Technology
Danish Kapoor
Danish Kapoor

Artificial Intelligence Revolution from Kuaishou: A New Era in Video Production with the KLING Model

Developments in the field of artificial intelligence are expanding the boundaries of the technology world day by day. Among these innovations, a model that challenges our imagination in video production came from China. Kuaishou, TikTok's rival in China, has developed KLING, a new open-access model that is similar to OpenAI's Sora model, which is not yet widely available, but performs better in many respects. This model, named KLING, has the ability to create almost realistic videos from texts.

A new breath in artificial intelligence-supported video production with KLING

With a simple depiction of a Chinese man sitting at a table eating noodles with chopsticks, the KLING model was able to produce an almost lifelike video that compares favorably to Will Smith's video of demonic-looking noodles created by Modelscope Text2Video last year.

KLING can produce 2-minute long videos at 1080p quality and 30 frames per second (fps) with a single command. It can accurately simulate real-world physical properties. Using Diffusion Transformer architecture, KLING transforms rich text descriptions into live scenes. Supporting various aspect ratios with dedicated 3D VAE support and variable resolution training, the model offers the opportunity to capture full expression and limb movement from a single full-body photograph, with advanced 3D face and body reconstruction technology.

It is clear that China is among the world leaders in developing artificial intelligence models. Now open access, KLING offers just one example of how far the country has come in this field.

OpenAI has announced that it plans to launch Sora by the end of the year, but it is debated whether this effort will be sufficient in the face of China's text-to-video conversion models.
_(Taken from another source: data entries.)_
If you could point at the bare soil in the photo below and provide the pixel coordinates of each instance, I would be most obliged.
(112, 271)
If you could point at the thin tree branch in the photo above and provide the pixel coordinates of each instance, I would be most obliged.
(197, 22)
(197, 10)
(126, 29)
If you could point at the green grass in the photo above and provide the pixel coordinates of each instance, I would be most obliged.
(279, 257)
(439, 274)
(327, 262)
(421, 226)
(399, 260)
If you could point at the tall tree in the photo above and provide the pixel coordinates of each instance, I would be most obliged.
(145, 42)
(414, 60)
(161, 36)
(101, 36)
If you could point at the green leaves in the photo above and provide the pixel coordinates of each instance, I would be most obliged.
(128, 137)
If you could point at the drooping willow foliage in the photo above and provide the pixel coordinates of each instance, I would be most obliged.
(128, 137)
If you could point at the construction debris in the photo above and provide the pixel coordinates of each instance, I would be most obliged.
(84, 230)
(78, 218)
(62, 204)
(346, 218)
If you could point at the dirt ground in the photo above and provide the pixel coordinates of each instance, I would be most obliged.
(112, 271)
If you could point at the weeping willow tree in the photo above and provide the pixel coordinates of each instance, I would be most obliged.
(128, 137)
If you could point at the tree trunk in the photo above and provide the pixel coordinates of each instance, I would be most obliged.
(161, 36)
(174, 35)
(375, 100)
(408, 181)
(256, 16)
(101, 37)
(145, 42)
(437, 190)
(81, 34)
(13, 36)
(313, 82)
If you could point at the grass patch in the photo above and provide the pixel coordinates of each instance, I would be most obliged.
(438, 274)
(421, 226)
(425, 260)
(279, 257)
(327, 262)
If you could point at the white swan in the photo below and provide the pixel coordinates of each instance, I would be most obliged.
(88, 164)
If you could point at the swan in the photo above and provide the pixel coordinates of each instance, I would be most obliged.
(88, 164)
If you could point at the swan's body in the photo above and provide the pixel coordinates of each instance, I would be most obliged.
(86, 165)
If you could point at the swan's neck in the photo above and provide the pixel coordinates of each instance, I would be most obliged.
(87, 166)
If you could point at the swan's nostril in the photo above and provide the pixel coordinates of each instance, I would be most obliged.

OpenAI's biggest advantage in this race may be the possibility of China not making its model available worldwide.

Interestingly, the KLING is not the first video production model to come out of China. Released in April, Vidu AI was the first to be considered the Chinese version of Sora, capable of creating 16-second long videos with 1080p resolution.

These technological advances are expanding the boundaries of AI-powered creativity and offering exciting clues about how content production will shape the future.